Here are four additional aspects of body language (specifically, the use of your hands) related to general tendencies in perception within United States:

  1. Helplessness and/or an urgency to be understood are communicated when you speak with your hands open at chest level and spread sideways with the palms up.
  2. Speaking with the hand(s) up and palm(s) facing outward can communicate messages influenced by gender:  When a man does this, it sends a placating message; when a woman does it, the message is flirtatious.
  3. Pointing with a finger (and especially with an object, such as a pen) sends a message of aggressiveness.
  4. A subtext of disagreement is sent when your arms are crossed over your chest.

Here are some tips regarding your body language during business communication, whether you are speaking informally or giving a formal presentation:

  • Keep your hands open and available for natural gestures; do not plan or rehearse gestures!
  • A waist-level position for the hands (with palms relaxed and fingers slightly curved) is often appropriate.
  • When gesturing, use both hands whenever possible.
  • Put pens and pointers down when you are not using them.

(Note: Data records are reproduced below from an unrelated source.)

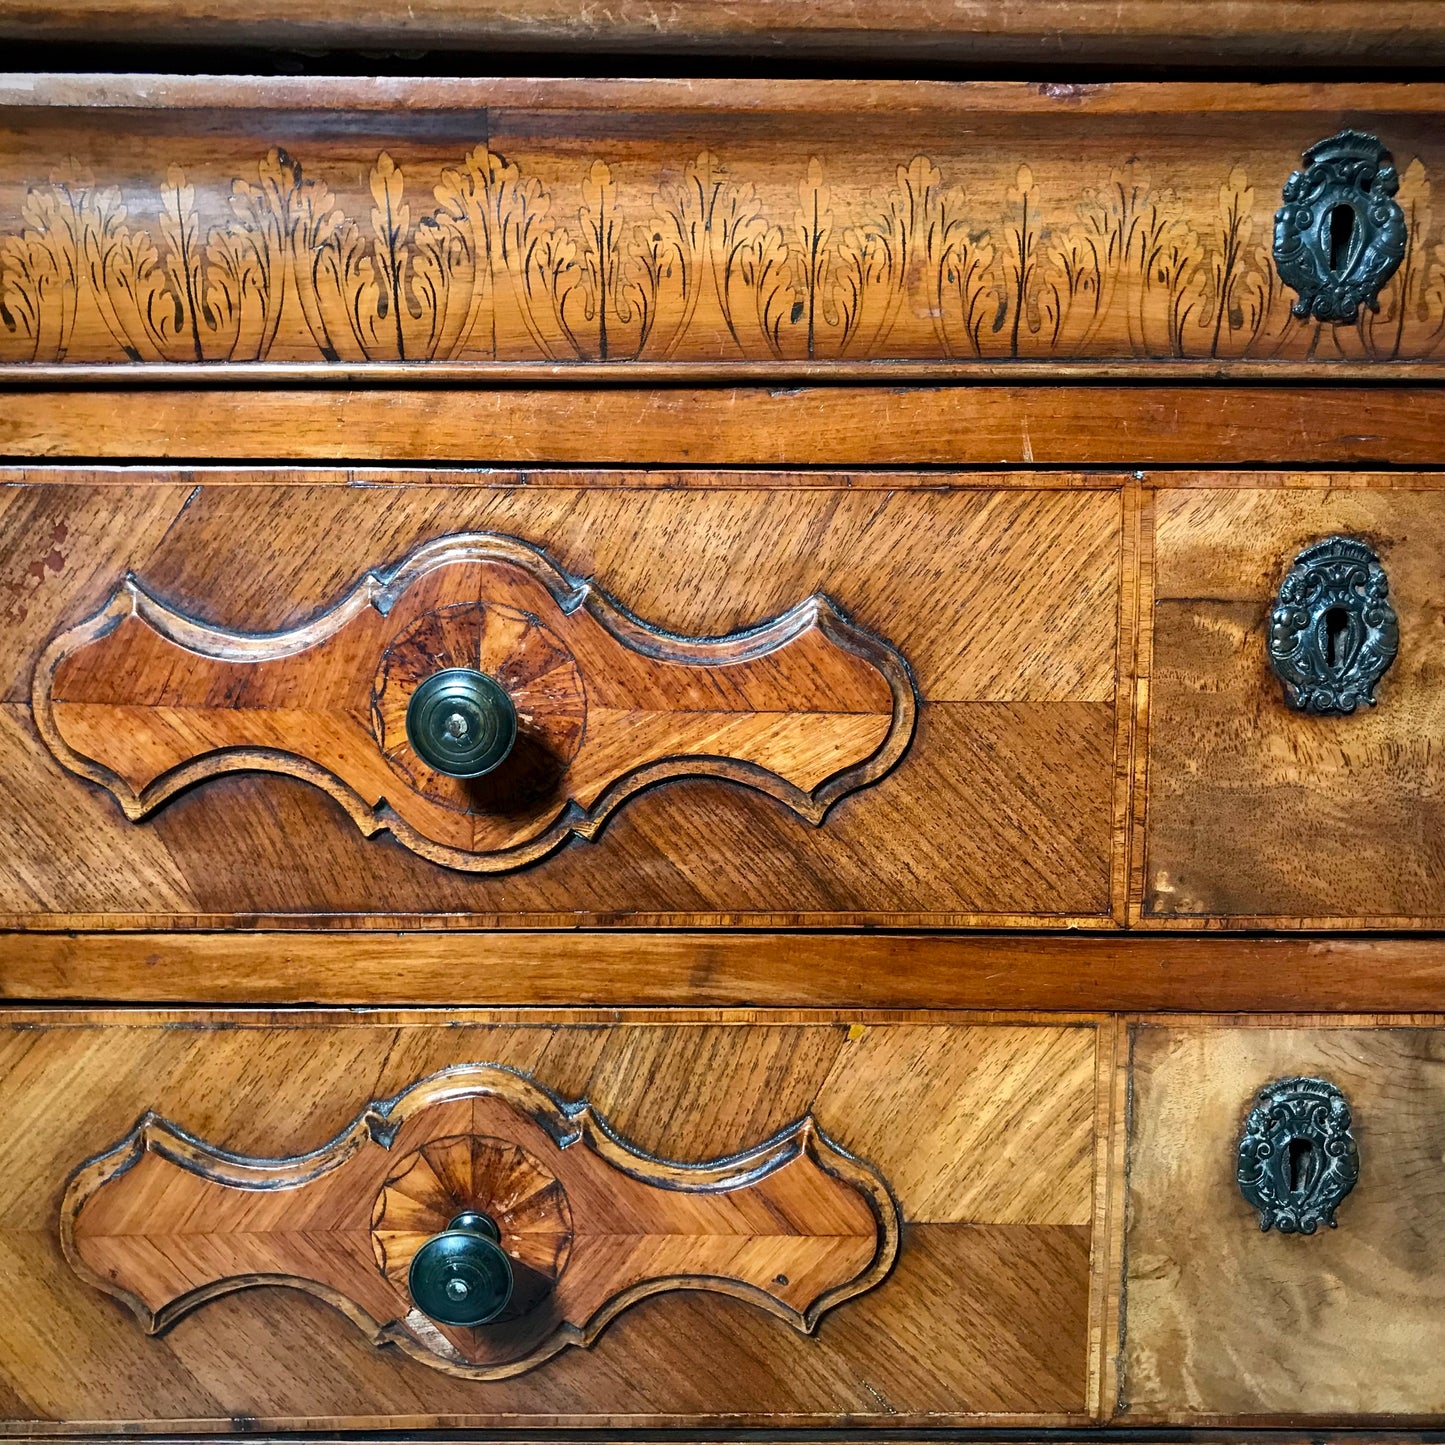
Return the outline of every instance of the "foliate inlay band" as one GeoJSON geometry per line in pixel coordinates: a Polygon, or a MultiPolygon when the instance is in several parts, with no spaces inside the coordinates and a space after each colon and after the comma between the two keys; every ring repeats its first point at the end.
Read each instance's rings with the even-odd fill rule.
{"type": "Polygon", "coordinates": [[[0,236],[0,364],[1420,360],[1445,341],[1419,158],[1397,198],[1415,260],[1381,315],[1323,341],[1269,253],[1274,176],[1228,166],[1201,204],[1139,159],[1080,184],[1020,157],[987,188],[926,154],[882,188],[806,153],[796,173],[780,203],[712,151],[652,182],[600,157],[543,178],[485,145],[437,179],[381,151],[358,202],[275,148],[213,214],[216,179],[198,196],[177,165],[144,190],[61,169],[0,236]]]}

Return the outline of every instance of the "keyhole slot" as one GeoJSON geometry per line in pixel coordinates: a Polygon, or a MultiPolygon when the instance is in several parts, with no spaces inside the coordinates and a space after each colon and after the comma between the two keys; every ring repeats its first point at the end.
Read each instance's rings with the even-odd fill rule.
{"type": "Polygon", "coordinates": [[[1325,661],[1331,668],[1343,667],[1350,652],[1353,619],[1346,607],[1331,607],[1325,612],[1325,661]]]}
{"type": "Polygon", "coordinates": [[[1309,1187],[1314,1176],[1315,1146],[1308,1139],[1291,1139],[1284,1155],[1284,1186],[1291,1194],[1309,1187]]]}
{"type": "Polygon", "coordinates": [[[1336,275],[1350,264],[1356,220],[1353,206],[1339,205],[1330,212],[1330,270],[1336,275]]]}

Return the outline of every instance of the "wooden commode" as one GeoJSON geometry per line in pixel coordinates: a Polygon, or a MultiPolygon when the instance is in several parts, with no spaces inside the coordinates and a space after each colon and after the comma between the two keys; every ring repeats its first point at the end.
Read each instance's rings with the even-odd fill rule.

Savvy business speakers think about non-verbal communication the way that actors do:  they remain conscious of the fact that listeners who can see you are watching you very carefully and interpreting meaning from every aspect of your body language.

As you speak for business, be mindful of any physical behaviors you exhibit that may be sending unintended messages, and make appropriate changes (even if it initially takes you out of your comfort zone).  The results will have a dramatic impact on your projection of confidence, warmth, and authority — as well as your ability to persuade.